Autor: Pedro Fagundes de Borba

Compadecida brasileira

27/12/2020 - Várzea Paulista - SP

      Ariano Suassuna foi, entre os vários grandes autores brasileiros, um dos que mais manifestou preocupação em encontrar o legitimamente brasileiro, em sua raiz mais pura. Tal raiz pura não significava necessariamente algo sem influências estrangeiras, fruto da colonização, mas que tivesse se incorporado ao ser brasileiro, ao menos o nordestino sertanejo, de tal maneira que se tornasse algo particularmente nosso, superando nossa admiração embasbacada por tudo que nos vem de fora. Que refletisse características nossas, não buscando se tornar uma identidade estrangeira, mas características semelhantes para nos identificarmos.

    Duas de suas grandes inspirações para tal foram o catolicismo e a literatura de cordel, esta forma de escrita popular da qual tirou material para suas obras eruditas, principalmente as de Leandro Gomes de Barros. A mais conhecida e querida pelo público entre suas obras é a peça “O auto da Compadecida”, lançada em 1955 e até hoje uma das melhores peças do teatro brasileiro.

     Nela acompanhamos João Grilo e Chicó, sertanejos pobres que sobrevivem da maneira que podem no momento. João Grilo é astuto, bom de fala e persuasão, mas também teme a Deus e busca o bom, enquanto Chicó é mais imaginativo, quase ingênuo, sempre acreditando no que vê, não sabendo, somente que foi daquele jeito.

       Na história, começamos pouco após João Grilo parar de trabalhar na padaria do padeiro e sua mulher, tão egoístas que, para o cachorro, único ser por quem a mulher manifestava legítimo amor e consideração, davam até carne passada na manteiga, mas nada para João Grilo. Por sua astúcia, havia tentado convencer anteriormente a batizarem o cachorro, que não aconteceu. Ela é adúltera e ele corno apaixonado, o que marca vários momentos em que aparecem.

   Agora que morreu, a mulher quer um enterro cristão ao cachorro na igreja, vão convencendo Padre João e o bispo entre ameaças, pelas relações que a padaria tem, e oferecimento de dinheiro. No fim, se enterra. Grilo ainda tenta enganá-la com gato que descome dinheiro, não funciona.

        Pouco depois, como já esperavam, a cidade é cercada por Severino de Aracaju e seu parceiro Cabra, cangaceiros que atacam a igreja, matando todos, menos João Grilo e Chicó. João consegue fazer Cabra matar Severino ao convencer o segundo de que poderia reviver com toque de gaita, assim conheceria o padim padi Ciço e voltar. Acha que Cabra morreu também, mas este o mata, morrendo em seguida, Chicó ficando sozinho.
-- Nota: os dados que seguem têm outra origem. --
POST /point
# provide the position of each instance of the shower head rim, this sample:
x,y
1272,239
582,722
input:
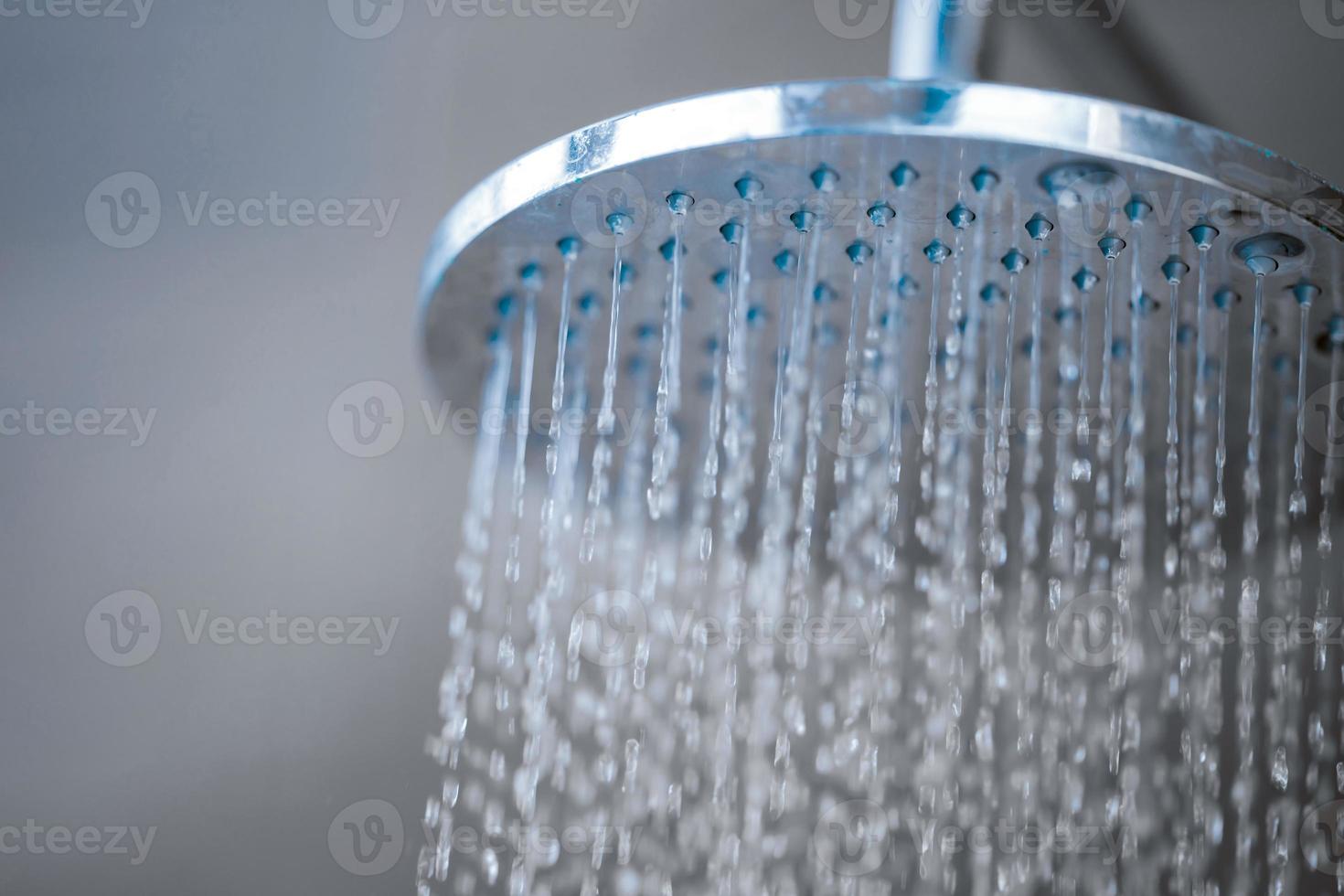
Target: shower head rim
x,y
1063,123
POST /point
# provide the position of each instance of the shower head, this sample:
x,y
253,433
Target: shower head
x,y
964,386
841,149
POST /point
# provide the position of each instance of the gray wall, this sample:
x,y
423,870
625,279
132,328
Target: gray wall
x,y
238,338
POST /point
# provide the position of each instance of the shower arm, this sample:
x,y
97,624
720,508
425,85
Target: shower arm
x,y
932,43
         Os mortos vão então para o julgamento divino, conhecendo o Diabo em sua forma conhecida, para descobrir que este era servo de Encourado, o verdadeiro Diabo. Vem Jesus depois, um negro retinto que causa espanto em Grilo, que é perdoado por Manuel, como também é conhecido, por não saber destas características.

         Vendo que o Encourado, que quer todos no inferno, é forte, Grilo convoca a Compadecida, o Diabo dizendo então que mulher em tudo se mete. Com sua força e sabedoria, ela consegue reverter, mandando Severino e Cabra ao Paraíso, pois eram pessoas boas que enlouqueceram após a família ser assassinada por policiais, faz com que João Grilo reviva por seu valor e manda os demais ao purgatório, por seus pecados e suas fraquezas. João Grilo e Chicó voltam então a vagar.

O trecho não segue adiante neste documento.